I find this premise to be a much more specific, concrete, plausible starting point for the argument than the one proposed in the above summary. This is not to suggest, of course, that the mere order of an argument's premises matters to the argument's quality. However, starting with premise 1 as I've developed it makes for an easier transition to premises 2 and 3 below—premises which do the work of Shtein's premise 1 and which, taken together, seem more plausible than it. See footnote 4 for more on this point.
Admittedly, this last claim, the claim about being inconsonant with love, doesn’t come out very explicitly in the papers I’ve written so far. It has, though, come to be a larger part of my thinking about the argument in the time since writing those papers.
Taken together, premises 2 and 3 could be understood to be doing the work of premise 1 in Shtein's summary; that is, premises 2 and 3 in my own summary together suggest that “[r]omantic relationships are importantly analogous to friendships.” Even here, though, the analogy between friendship and romantic relationships isn't being asserted as some kind of freestanding first principle; rather, the analogy is the upshot of looking closely at the bad-making feature of the friendship restriction and seeing that it prima facie applies to restricting romantic and sexual relationships as well. I feel that keeping this in mind makes the argument more formidable; whereas it's easy to reject as vague a premise as “[r]omantic relationships are importantly analogous to friendships,” it strikes me as considerably more difficult to reject premise 2 or 3 here.
And from this point, of course, the task for the rest of the argument has been to go through the various proposed justifications of monogamy and show that none of them succeed.
Or, to be more precise, whether they sufficiently benefit from monogamy. As I argue in sec. 2 of “Monogamy Unredeemed,” good-making features sufficient to justify monogamy would need to be (individually or together) very weighty.
That the premise wasn't worded like this originally is something I attribute simply to sloppy wording rather than to any philosophical confusion on Shtein's part. (I mention this because, later in his post, Shtein puts the point in terms that more closely match the updated premise I've offered: “Still, I’m willing to call it strongly common-sensical that lots of people like being monogamous and benefit from it.”)
To take an analogy from another context—one that perhaps doesn't line up perfectly, but arguably still sheds at least some light—two partners might benefit from and enjoy spending their money on non-essential purchases for themselves, yet this surely doesn't settle whether it's permissible for them to spend their money that way (as opposed to, say, giving it to charity).
For the most natural way of constructing the thought experiment, I'm imagining, of course, that the two partners are not themselves black. Further, the restriction in the thought experiment could target any race; here I've simply chosen “black” as one example.

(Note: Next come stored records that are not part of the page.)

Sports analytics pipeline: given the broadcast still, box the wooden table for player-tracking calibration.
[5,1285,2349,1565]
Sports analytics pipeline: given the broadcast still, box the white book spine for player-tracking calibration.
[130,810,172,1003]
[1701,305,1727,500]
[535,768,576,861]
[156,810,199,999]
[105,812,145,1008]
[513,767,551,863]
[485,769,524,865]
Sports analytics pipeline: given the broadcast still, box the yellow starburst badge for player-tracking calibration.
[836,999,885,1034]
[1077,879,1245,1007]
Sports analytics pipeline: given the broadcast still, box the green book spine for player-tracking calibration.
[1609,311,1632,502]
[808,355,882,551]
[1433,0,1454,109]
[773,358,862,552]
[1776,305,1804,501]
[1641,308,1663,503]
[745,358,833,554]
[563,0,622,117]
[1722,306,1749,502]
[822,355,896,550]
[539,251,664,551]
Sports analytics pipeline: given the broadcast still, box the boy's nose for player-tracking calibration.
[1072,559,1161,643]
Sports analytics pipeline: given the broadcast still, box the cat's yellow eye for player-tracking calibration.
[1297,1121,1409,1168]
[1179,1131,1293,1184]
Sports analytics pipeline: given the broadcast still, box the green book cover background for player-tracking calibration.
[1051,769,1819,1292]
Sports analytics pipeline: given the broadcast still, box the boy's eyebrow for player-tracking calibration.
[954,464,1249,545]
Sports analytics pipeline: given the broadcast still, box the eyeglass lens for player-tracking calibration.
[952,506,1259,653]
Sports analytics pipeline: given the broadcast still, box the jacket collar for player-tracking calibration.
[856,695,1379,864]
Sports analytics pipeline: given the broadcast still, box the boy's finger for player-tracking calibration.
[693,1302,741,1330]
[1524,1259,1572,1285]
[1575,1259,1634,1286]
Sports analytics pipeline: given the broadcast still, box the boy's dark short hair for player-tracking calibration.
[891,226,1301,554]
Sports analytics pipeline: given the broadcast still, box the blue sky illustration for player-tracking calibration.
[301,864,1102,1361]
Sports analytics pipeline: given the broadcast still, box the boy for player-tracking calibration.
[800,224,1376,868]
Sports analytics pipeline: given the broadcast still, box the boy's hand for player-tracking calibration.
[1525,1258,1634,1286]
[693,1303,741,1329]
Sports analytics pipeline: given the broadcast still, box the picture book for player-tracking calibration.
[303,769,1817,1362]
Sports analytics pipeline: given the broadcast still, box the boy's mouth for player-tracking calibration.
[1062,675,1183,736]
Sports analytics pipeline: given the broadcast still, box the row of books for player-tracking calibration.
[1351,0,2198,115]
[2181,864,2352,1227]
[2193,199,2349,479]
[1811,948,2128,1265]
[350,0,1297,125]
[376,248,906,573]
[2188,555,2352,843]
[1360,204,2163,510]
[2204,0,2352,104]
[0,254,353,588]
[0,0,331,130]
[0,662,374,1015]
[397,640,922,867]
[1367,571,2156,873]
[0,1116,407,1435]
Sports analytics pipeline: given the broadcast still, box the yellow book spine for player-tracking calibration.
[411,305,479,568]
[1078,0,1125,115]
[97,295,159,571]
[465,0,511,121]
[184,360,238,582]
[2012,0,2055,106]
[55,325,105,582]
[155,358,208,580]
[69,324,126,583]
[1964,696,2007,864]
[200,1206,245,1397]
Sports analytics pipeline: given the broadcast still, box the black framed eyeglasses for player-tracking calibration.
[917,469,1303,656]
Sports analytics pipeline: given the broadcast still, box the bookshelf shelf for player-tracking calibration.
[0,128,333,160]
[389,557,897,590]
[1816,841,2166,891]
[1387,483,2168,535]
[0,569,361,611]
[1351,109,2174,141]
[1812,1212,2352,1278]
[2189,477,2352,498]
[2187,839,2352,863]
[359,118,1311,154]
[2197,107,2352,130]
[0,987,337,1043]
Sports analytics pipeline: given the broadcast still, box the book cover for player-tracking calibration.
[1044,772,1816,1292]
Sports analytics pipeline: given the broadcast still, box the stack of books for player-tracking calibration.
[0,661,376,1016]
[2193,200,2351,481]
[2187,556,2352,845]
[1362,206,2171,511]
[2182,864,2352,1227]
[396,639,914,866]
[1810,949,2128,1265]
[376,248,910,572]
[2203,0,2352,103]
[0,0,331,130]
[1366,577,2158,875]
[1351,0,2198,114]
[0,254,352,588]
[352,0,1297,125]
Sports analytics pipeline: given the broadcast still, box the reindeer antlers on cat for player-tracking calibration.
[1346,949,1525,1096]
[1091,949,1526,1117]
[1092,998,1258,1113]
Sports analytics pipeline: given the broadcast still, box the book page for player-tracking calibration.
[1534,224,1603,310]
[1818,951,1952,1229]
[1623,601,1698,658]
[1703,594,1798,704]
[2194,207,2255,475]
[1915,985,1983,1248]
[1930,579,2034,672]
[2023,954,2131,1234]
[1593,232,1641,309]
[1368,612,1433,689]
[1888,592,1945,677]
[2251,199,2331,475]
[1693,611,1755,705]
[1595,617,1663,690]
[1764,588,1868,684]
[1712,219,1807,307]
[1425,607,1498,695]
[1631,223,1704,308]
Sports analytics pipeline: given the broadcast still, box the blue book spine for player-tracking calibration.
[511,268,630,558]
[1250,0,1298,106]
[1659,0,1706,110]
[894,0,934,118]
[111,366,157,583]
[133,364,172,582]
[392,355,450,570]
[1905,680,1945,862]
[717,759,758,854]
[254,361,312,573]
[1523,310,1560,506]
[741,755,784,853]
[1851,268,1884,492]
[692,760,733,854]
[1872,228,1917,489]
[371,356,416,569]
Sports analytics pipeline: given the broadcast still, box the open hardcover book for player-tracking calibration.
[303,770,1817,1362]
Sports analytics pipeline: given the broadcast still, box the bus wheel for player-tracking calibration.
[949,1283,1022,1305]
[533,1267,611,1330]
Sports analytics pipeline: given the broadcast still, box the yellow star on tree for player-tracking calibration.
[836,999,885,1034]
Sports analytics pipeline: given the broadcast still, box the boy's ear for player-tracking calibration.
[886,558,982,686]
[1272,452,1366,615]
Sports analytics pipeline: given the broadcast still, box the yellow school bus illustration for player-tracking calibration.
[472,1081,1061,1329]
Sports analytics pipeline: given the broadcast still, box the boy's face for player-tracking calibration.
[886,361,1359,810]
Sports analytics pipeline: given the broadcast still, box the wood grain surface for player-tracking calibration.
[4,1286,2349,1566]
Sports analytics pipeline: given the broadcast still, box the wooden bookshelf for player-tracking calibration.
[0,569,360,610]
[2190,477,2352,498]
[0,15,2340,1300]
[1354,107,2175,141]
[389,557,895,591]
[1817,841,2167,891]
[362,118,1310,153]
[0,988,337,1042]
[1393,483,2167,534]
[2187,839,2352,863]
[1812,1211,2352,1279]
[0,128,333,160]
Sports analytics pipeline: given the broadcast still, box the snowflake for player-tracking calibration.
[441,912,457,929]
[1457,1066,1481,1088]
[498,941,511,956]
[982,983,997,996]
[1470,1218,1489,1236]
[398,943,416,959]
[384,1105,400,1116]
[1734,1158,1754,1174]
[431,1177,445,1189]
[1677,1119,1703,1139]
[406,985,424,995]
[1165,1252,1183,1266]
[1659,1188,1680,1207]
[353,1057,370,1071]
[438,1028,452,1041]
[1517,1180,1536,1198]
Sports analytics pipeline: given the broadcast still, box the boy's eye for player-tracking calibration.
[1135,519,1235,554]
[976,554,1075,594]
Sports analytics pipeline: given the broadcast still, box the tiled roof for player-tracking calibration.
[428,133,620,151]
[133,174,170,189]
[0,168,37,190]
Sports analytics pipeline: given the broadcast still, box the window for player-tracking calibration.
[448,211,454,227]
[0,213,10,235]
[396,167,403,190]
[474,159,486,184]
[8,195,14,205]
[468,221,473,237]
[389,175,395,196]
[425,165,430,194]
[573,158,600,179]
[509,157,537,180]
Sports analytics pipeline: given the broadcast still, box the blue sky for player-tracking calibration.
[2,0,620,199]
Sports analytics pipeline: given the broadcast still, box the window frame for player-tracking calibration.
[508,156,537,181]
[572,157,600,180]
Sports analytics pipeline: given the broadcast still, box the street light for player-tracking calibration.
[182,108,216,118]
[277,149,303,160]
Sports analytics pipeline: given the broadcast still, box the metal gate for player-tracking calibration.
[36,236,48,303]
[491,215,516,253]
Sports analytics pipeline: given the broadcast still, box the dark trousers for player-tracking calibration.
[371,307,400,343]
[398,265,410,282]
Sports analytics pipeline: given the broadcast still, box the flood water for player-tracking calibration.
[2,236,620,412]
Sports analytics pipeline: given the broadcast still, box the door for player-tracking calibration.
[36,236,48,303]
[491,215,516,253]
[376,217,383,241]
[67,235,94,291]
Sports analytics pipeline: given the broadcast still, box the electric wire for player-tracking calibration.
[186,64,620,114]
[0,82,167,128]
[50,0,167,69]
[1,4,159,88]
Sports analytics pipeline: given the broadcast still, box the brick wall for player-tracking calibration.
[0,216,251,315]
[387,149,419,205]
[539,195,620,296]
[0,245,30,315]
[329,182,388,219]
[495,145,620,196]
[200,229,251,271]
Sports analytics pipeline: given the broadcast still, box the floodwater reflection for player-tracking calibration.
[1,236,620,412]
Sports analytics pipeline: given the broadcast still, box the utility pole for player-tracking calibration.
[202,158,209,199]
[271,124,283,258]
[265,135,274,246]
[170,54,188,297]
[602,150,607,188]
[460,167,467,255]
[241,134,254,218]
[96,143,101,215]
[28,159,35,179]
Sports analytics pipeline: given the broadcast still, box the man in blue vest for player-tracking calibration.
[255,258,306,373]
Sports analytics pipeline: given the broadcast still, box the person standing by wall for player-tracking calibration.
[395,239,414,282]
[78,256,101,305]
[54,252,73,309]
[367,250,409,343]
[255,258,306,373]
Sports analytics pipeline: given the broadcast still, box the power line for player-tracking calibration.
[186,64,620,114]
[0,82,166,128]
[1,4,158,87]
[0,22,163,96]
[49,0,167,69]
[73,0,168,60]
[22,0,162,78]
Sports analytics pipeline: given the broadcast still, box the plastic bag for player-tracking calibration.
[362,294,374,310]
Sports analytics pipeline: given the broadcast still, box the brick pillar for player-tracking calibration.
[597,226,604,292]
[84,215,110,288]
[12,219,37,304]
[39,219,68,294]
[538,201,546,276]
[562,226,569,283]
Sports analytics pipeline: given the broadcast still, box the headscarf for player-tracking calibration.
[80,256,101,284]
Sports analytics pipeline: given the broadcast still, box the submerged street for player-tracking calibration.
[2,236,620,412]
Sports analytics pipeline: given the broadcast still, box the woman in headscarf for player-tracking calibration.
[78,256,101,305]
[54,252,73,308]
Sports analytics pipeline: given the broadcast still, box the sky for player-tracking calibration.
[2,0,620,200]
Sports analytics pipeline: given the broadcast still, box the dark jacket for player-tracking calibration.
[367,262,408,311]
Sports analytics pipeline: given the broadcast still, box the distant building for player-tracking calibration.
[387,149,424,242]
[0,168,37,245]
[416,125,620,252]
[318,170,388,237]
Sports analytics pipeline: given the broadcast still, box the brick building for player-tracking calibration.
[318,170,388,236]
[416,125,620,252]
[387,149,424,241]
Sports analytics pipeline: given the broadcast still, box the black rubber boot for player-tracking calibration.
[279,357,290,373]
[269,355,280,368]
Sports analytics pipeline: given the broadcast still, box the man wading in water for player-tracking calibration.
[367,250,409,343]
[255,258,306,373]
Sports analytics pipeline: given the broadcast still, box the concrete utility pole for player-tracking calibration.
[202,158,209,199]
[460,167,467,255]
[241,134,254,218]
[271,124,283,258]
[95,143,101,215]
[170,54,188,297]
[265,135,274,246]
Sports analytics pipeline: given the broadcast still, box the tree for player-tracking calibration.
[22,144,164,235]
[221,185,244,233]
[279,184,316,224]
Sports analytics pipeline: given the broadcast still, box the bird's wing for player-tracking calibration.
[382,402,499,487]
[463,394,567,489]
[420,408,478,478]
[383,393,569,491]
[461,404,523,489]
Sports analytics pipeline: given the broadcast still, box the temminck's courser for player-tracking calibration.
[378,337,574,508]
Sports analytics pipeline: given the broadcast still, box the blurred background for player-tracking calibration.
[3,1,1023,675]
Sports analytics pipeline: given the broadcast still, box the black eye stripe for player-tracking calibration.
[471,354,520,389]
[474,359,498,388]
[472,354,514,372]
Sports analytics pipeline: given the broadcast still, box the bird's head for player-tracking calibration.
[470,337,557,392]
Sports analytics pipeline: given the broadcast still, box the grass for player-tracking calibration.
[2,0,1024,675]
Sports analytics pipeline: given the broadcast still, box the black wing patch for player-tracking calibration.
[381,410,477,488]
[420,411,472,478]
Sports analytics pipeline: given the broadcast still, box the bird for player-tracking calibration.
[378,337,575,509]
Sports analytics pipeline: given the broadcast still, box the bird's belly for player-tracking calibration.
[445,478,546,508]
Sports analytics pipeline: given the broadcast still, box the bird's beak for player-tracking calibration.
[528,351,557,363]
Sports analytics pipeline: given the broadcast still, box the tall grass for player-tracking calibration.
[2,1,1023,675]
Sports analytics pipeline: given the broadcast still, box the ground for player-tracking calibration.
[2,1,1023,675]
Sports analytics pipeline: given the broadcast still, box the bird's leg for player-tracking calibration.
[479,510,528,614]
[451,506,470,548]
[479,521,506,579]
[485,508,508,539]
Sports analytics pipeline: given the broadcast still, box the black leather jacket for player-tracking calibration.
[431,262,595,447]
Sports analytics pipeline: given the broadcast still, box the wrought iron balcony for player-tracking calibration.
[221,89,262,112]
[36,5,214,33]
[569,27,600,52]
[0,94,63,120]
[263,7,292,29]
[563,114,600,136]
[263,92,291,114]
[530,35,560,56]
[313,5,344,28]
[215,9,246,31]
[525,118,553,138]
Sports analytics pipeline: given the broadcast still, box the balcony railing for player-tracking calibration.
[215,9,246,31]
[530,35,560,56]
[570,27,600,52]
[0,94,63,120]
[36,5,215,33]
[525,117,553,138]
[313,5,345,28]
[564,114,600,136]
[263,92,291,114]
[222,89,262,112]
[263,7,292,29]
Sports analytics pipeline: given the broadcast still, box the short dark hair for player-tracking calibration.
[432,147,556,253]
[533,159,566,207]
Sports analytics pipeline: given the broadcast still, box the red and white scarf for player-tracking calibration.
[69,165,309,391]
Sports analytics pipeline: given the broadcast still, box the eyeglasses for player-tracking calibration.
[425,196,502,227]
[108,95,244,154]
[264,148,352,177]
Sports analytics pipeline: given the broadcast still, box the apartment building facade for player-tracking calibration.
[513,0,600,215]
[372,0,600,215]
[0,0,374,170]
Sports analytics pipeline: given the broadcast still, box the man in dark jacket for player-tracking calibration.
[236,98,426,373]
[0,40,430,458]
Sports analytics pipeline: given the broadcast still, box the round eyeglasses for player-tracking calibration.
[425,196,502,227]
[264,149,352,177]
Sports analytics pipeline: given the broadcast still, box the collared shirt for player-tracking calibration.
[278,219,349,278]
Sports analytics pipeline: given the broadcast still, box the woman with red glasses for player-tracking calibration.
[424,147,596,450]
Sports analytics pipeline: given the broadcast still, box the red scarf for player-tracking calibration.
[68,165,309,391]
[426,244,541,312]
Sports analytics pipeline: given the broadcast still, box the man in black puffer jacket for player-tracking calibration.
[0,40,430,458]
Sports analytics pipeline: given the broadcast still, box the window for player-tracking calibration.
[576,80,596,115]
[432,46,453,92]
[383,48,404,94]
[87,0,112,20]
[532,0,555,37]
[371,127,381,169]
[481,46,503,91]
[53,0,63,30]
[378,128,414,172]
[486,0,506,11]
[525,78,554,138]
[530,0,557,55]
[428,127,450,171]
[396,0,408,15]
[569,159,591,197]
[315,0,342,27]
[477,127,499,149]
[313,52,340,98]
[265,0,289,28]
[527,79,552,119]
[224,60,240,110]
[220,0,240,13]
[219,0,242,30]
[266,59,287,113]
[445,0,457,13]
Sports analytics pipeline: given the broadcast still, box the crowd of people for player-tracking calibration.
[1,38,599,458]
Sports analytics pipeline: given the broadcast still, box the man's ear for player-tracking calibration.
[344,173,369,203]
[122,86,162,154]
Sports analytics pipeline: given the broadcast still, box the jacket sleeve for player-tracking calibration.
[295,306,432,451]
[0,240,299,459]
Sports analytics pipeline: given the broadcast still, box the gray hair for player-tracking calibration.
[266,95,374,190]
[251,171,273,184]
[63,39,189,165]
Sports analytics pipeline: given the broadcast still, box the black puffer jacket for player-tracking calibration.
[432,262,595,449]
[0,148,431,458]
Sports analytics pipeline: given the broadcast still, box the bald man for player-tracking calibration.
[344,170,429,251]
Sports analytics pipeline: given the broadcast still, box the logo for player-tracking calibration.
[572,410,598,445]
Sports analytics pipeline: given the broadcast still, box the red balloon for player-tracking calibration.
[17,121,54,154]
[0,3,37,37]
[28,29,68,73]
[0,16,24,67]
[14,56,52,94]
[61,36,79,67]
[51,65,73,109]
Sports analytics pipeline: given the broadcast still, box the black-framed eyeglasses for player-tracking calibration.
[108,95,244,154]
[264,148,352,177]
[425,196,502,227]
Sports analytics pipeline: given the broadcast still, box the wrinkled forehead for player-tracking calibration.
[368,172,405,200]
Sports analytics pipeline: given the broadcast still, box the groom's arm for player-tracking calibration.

I think that, without thinking yet about whether or not restrictions on having additional relationships might be good for a person, there is some point at which the additional relationships themselves are not good for the person. There are only so many hours in the day, and a relationship can only be so valuable if you spend only a few minutes a day with someone. I think for many people it will not be as valuable to have a hundred people that you each spend one waking hour with a week as to have ten people that you each spend ten waking hours with a week. (Obviously, there are additional complexities when you spend some waking hours in groups with multiple people.)
Most likely, the best distribution actually involves a small number of people that you spend many hours with very regularly, and hundreds of people that you spend a few hours with a year.
If someone tries to maintain too many of these medium time relationships, rather than a few more intensive ones and a lot of less intensive ones, it might be for the best for that person to have some restrictions put on their relationship formation and promotion (just like we benefit from rules preventing us from multitasking on our phone while watching a movie, and students benefit from rules preventing them from signing up for too many classes in a term.)
I suspect that friendships and romantic relationships have different minimum amounts of time to spend with the person that make them substantially meaningful, and this will give rise to the asymmetry between romantic relationships and friendships.
But I don’t see any reason to be convinced (yet) that for most people, this kicks in at one romantic relationship but dozens of friends, the way that social expectations suggest.